Membrane bioreactors (MBRs) have various advantages compared with conventional biological wastewater treatment processes (e.g., conventional activated sludge process), including small footprint, superior treated water quality, and ease of operation (automation) (Judd 2006). These features of MBRs make this technology a viable choice in up-grading existing wastewater treatment facilities or constructing a decentralized wastewater treatment system. Because of strict rejection of particulate matter by the membrane, the treated water from MBRs does not usually contain any suspended solid. Owing to this feature, MBRs can be a suitable technology for pretreatment of reverse osmosis membrane, which is often utilized in wastewater reclamation and reuse. Therefore, it can be said that the MBR is also an important technology in the field of wastewater reclamation and reuse.

Recently, the number of installations of MBRs has been increasing. However, such installations are unevenly distributed globally, and the most of the large-scale treatment plants are located in Asia Pacific (especially in China) and north America (especially in the United States) (Meng et al. 2012, 2017).

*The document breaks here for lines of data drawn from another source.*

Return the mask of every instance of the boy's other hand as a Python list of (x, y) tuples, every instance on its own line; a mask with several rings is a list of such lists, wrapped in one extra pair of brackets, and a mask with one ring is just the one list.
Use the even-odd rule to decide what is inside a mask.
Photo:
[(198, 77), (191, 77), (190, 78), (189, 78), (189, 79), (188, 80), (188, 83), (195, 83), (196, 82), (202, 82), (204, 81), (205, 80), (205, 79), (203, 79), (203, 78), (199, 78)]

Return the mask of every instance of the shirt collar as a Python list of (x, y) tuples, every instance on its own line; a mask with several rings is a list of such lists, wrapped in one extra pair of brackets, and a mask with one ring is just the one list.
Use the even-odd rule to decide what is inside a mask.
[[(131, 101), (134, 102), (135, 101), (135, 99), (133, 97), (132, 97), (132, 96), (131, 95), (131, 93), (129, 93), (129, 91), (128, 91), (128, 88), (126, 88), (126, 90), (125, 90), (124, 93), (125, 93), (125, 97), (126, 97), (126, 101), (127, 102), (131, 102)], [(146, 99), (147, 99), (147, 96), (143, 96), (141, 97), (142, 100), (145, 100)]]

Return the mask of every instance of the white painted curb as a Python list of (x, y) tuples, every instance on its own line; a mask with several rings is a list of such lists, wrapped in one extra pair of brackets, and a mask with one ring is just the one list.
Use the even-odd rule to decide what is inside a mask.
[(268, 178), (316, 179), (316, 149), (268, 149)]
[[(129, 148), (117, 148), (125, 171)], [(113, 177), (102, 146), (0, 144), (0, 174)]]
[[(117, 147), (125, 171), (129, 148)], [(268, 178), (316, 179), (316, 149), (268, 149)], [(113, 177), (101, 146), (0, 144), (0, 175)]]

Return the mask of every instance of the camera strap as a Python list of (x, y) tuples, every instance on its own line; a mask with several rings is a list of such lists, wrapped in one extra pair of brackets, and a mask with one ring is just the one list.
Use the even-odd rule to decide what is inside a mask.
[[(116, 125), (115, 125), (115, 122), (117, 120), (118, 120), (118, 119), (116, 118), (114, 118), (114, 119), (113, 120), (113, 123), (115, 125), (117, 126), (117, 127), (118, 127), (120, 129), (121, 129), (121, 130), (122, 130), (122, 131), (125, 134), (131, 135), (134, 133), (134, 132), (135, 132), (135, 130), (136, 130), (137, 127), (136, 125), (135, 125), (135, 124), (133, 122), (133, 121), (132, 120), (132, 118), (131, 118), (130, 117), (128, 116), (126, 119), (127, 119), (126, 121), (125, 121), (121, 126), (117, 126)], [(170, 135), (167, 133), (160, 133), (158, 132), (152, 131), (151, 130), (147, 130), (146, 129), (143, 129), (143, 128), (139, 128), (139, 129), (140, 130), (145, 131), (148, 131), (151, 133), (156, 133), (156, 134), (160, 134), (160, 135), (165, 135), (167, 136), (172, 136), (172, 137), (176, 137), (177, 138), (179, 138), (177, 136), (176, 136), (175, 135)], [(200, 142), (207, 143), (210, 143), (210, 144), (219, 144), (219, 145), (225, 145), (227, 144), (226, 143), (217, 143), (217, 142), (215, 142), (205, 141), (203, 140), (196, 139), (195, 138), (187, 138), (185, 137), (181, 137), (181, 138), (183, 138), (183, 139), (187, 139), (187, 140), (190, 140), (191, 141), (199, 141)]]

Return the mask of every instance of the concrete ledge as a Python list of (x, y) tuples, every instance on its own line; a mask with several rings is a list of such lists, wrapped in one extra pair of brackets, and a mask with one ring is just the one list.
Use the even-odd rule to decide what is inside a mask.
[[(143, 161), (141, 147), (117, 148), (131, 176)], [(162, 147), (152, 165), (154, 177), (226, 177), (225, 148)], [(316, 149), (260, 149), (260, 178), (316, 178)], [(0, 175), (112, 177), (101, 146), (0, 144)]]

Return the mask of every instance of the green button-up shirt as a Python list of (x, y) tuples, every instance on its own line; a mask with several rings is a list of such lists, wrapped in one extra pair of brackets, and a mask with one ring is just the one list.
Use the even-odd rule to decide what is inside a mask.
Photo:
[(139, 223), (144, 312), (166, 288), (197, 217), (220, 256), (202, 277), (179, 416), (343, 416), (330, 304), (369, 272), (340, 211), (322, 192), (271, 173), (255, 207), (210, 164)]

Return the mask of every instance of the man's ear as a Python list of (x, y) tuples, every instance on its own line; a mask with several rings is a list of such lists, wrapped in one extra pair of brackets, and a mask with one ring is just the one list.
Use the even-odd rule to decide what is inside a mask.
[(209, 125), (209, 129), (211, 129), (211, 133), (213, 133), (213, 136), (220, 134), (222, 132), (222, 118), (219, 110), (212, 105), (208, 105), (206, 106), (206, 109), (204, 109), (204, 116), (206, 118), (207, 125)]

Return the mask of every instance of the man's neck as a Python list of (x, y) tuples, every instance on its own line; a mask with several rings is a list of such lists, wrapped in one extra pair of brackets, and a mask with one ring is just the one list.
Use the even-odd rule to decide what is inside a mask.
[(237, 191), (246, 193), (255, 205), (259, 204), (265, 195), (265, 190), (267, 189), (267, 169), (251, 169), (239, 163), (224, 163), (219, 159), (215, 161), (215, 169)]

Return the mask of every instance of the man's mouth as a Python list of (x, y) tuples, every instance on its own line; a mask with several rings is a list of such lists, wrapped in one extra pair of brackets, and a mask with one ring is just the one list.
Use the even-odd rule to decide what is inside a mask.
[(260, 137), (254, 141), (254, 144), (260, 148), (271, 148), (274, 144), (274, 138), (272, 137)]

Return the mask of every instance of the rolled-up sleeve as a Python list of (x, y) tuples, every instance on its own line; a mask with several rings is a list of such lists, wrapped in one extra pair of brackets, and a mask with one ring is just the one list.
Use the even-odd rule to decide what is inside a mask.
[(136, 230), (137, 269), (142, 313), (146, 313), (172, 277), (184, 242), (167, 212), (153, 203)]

High operation and maintenance costs are generally a big obstacle for widespread application of this technology. Reduction in operation and maintenance costs is obviously important for further expansion of the application of MBRs. Among the cost factors in operating MBRs, the cost associated with energy consumption accounts for the largest fraction (Kraume & Drews 2010). Although specific energy consumption in the operation of MBRs significantly decreased by the intensive research and development efforts (Krzeminski et al. 2017), it is still higher than other well-adopted wastewater treatment technologies such as the conventional activated sludge process at present. Further reduction in specific energy consumption in operating MBRs is obviously required.

In the operation of MBRs, aeration generally accounts for the largest energy consumption. Generally, two different types of aeration are performed during the operation of MBRs, namely the aeration for preventing membrane fouling by eliminating foulants from membrane surface (membrane aeration) and the one aimed to supply dissolved oxygen (DO) to the biomass responsible for removing constituents contained in raw wastewater (biology aeration). In typical MBRs treating municipal wastewater, the energy consumption associated with membrane aeration tends to be higher than that associated with biology aeration; energy consumption associated with membrane aeration is reported to account for 35–74% of the energy consumption of the entire wastewater treatment process based on the MBR (Gil et al. 2010; Verrecht et al. 2010; Krzeminski et al. 2012). Reduction in energy consumption associated with membrane aeration is of critical importance for reducing operation cost of MBRs. In a previous study, we have achieved a stable MBR operation using a modified membrane element, which is comprised of a hollow-fiber membrane element with long fiber length (3 m) (Miyoshi et al. 2018). According to the estimation performed in our previous study, specific energy consumption in the entire wastewater treatment system based on the modified MBR (i.e., sewage lifting and sludge treatment were not included in the estimation) becomes less than 0.4 kWh/m3 (Miyoshi et al. 2018). This specific energy consumption is one of the best performances reported in the literature. However, the above-mentioned value is still higher than those of the conventional activated sludge process (typically 0.2–0.3 kWh/m3 in a medium- to large-scale wastewater treatment facility) (Fenu et al. 2010). To establish an economically competitive wastewater treatment system based on the MBR, further reduction in energy consumption during the operation is obviously required.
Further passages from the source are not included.